読了本

夢の騎士にふたたび (ラズベリー文庫)

夢の騎士にふたたび (ラズベリー文庫)

夢の騎士にふたたび/リン・カーランド著、旦紀子訳
“マクラウド家”シリーズ第1作目。『わたしの黒い騎士』の“ド・ピアジェ家”ものとは後にクロスオーバーするそうだが、こちらの舞台は中世スコットランド。タイムスリップしてきたヒロインがすったもんだのすえ改革に着手するまで、まあとにかく汚いこと汚いこと。いいね〜、リアル路線だいかんげい! 朝チュン作家だと思っていたら、これはロマンス描写もけっこう頑張ってますな。まあ、前にざっくり流し読みしたことのある同じようなシチュエーションの夢のなかの騎士 (二見文庫―ザ・ミステリ・コレクション)なんかと比べると描いてないも同然なんだけど、私はこのくらいのほうが好きだな。
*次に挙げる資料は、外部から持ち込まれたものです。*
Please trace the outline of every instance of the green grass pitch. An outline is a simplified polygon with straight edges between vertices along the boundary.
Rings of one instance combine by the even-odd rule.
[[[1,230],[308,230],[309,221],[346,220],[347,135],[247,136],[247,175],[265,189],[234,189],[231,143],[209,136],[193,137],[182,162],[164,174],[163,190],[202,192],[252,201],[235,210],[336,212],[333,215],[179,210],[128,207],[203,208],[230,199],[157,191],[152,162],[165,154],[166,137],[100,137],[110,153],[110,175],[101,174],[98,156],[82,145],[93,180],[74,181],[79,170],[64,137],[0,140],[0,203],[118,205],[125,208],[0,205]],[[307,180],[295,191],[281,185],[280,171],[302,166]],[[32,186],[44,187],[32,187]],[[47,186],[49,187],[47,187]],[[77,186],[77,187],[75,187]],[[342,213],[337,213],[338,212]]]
想像の余地があるほうがさ。でもジェイミーがデレ化したあとはちょっと話がダレるなぁ。外堀を埋められて降参するしかなくなるまでの紆余曲折は楽しかったんだが。だいたい労せずして億万長者とかどんだけ作者に贔屓されてるんだっ。兄と違って無一文で現代に迷い込む弟のパトリックのほうが性格も好みだし話も面白そうなんだけど、そっちのロマンスは綴られなさそうだね。ハッピーエンドじゃないんだもんな(私はそれでも構わないけど、ロマンス的にはアウトらしい)。